83488_1ホテル3階の部屋から望む朝のイポーの街並み

 何もかも上海と正反対になっているのがイポー。高層ビルがない。高速道路もイポーの街を縦断する、クアラルンプールとペナンを結ぶ一本だけ。経済発展という言葉には無縁で、その分物価や不動産相場がとにかく安いし、空気も水も抜群に奇麗。イポー人の特徴は一言で表現するとおっとりしていて「スロー」・・・

83488_2イポーの「デブモヤシ」
83488b_2地元デベロッパーの社長の宴会

 山に囲まれるイポーのきれいな水で育ったモヤシが旨い。日本語の「モヤシっ子」とは、ひょろひょろ伸びて色白で痩せている人を表現しているのだが、イポーのモヤシはお腹がふっくらとしていて、日本の常識を覆し、見事な「デブモヤシ」になっている。

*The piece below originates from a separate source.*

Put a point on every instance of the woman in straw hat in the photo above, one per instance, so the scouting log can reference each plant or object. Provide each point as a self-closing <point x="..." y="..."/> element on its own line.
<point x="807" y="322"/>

 そして、料理が安くてうまい。屋台が観光化されておらず、住民の台所になっている。新鮮で安全な食材でいえば、中国をはるかにリードしている。

83488_3イポーの屋台村
83488b_3ラクサ(ココナッツ風味のカレー麺)

 悪いとこは?といえば、交通が不便だ。イポーには、プロペラ機が離着陸するだけの小型飛行場しかない。首都のクアラルンプールとは航空便で結ばれていない。空路は、シンガポールからファイアエアというマレーシア航空の子会社だけが乗り入れている。イポーからはクアラルンプールとペナンまで車でそれぞれ2時間半と1時間半の陸路である。

 不便だ。いや、不便だからこそ、イポーの良さが保たれているのだ。不動産相場だって、土地付きの一戸建て新築は1500万円~2000万円台で手に入る。同条件の物件だとクアラルンプールやペナンでは3~4倍、日本の首都圏はその10倍以上になる。言い換えれば、日本人が1000万円の金をイポーに持ってきたら、1億円のマイホームを手に入れるわけだ。

83488_4イポー名物の鶏飯
83488b_4激旨!スパイシーな地場蟹料理

 もちろん、イポーで仕事を見つけようとは思わない方が良いだろう。私自身も、上海とイポーの生活を半々とするのが理想だと考えている。ネット上の情報収集や執筆、読書には、イポーほど良い環境がほかにない。

 大都会で仕事をしながら、ここマレーシアに来てもまたクアラルンプールなどの大都会に住む理由はどこにあるのか?その答えが見つからないまま、イポー移住が唯一の選択肢として確定した。